Softly he hurried to fetch his crayon-box and a big sheet of paper and, perching on the edge of a low chair, with a board across his knees, he began to draw. He looked profoundly happy. All his agitation, carnal curiosity, and repressed desire gave way before the spellbound admiration of the artist with
a keen eye for lovely colouring and well-formed muscles. The girl herself was already forgotten in the thrill of seeing how the snowy whiteness of her breasts lit up the delicate amber of her shoulders, and in the presence of nature in all its beauty he was overcome with such apprehensive modesty that he felt like a small boy again, sitting to attention, respectful and well-behaved.
He went on drawing for about a quarter of an hour, stopping from time to time to look at her with half-closed eyes. He was afraid she would move, so he pressed on with his work, holding his breath for fear of disturbing her.

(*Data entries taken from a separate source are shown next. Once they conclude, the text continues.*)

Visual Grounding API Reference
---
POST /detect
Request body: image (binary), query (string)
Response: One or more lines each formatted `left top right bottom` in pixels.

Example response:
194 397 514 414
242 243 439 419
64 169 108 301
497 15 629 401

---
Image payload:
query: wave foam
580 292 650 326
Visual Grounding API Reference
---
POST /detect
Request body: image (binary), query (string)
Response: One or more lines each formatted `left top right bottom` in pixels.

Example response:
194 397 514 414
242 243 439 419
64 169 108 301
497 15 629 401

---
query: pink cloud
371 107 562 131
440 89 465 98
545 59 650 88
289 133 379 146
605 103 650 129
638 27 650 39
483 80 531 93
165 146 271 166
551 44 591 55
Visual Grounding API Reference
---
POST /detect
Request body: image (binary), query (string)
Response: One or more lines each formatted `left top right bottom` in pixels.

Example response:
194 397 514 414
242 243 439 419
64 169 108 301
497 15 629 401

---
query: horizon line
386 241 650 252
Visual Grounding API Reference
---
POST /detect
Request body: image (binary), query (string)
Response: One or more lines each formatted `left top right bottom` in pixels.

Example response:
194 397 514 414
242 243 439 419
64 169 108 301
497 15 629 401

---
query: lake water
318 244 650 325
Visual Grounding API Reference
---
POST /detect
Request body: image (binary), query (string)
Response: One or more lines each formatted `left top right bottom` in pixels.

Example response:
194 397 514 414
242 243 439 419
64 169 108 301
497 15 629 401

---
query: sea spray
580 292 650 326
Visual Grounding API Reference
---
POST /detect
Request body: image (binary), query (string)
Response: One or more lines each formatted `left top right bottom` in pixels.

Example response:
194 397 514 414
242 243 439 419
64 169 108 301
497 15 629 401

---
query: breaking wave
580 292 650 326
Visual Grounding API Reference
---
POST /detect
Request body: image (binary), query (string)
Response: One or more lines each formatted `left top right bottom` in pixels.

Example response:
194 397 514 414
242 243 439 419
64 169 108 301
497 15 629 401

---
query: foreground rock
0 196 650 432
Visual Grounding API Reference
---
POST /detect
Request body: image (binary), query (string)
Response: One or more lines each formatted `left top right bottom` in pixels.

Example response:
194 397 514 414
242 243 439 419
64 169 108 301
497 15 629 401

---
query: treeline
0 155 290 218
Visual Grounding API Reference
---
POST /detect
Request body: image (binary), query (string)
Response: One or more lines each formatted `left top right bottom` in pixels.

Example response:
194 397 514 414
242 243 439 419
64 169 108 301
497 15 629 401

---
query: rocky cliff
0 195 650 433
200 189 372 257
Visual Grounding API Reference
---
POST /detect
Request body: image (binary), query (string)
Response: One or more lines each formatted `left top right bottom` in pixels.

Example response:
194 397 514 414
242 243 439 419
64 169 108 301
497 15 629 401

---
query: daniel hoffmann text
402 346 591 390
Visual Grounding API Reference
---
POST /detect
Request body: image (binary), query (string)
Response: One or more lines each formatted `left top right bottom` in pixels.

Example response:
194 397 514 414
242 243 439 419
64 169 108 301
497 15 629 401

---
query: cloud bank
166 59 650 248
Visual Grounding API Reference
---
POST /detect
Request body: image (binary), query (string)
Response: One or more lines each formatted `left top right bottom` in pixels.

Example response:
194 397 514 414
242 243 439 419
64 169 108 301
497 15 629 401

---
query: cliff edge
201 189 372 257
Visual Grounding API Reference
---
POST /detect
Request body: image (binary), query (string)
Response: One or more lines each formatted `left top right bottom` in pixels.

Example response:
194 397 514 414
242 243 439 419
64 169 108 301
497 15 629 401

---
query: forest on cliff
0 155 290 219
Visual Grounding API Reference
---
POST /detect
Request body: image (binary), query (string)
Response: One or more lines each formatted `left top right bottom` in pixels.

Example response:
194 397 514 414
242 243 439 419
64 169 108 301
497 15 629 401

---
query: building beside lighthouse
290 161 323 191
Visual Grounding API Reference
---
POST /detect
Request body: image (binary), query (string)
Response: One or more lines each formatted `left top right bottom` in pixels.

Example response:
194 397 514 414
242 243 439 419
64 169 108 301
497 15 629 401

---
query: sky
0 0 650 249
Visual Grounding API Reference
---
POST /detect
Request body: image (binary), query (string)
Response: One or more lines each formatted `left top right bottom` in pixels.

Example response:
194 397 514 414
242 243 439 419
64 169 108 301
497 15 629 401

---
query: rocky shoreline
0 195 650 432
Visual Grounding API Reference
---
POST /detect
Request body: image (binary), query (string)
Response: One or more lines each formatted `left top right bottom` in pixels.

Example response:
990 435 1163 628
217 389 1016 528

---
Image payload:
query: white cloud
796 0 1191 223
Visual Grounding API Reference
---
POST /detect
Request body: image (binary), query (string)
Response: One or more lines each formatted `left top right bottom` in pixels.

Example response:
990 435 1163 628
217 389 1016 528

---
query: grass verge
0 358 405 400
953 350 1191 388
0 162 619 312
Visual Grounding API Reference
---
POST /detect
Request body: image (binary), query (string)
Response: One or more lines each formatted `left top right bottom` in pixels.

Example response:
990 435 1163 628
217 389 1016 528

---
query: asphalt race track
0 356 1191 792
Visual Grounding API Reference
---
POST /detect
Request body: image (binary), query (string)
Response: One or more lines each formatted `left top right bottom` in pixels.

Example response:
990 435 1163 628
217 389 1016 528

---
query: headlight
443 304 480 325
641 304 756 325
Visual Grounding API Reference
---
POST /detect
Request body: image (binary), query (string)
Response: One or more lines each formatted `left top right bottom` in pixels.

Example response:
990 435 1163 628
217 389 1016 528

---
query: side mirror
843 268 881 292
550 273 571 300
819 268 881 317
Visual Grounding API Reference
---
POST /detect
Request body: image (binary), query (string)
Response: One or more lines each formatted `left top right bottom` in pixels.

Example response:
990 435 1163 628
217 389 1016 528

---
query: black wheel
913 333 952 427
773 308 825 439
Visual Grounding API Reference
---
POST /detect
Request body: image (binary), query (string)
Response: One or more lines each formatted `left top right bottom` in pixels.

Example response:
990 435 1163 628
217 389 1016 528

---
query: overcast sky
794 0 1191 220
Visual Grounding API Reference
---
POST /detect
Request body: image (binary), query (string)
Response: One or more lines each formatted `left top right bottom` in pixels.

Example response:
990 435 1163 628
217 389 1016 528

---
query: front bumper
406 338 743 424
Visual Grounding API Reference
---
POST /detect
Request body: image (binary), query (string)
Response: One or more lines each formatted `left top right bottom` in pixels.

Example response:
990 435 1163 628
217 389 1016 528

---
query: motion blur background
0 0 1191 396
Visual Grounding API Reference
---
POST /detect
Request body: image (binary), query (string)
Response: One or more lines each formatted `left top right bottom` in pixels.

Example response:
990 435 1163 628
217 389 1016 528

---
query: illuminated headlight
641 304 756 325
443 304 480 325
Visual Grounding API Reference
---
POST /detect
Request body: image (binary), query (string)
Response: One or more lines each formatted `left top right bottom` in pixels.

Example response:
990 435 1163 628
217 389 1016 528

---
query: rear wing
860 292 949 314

Absorbed as he was in his task, he nevertheless found himself indulging in vague speculations as to who she could be. She was certainly not the trollop he had taken her for, her bloom was too fresh for that. But whatever had made her spin such an incredible yarn? He thought over a number of other possible explanations for her escapade. Perhaps she had been seduced, brought to Paris by her lover and then abandoned. Perhaps she was a nice girl who had been led astray by one of her school friends and was afraid to go back to her parents. Or perhaps the whole affair was much more complicated, a case of some extraordinary girlish perversion, or even of horrors he would never be able to fathom. The more he guessed, the harder he found it to make up his mind about her, and it was in that uncertain state of mind that he began to sketch her face. He studied it very closely. The upper half was very kind and very gentle; the brow limpid, clear and smooth as a mirror, the nose small, the nostrils delicate and sensitive, and he could tell that, under their closed lids, the eyes wore a smile, a smile that would light up the whole face. The lower half, however, destroyed that impression of radiant tenderness, for the firm, strong chin, the blood-red lips, too full over the strong white teeth, were like a burst of passion—the stirrings of unconscious puberty—over features otherwise suffused with childlike delicacy.
Suddenly a faint shudder rippled the satin of her skin, as if she had unexpectedly become aware of masculine scrutiny, and she opened her eyes wide and gave a little cry of fright.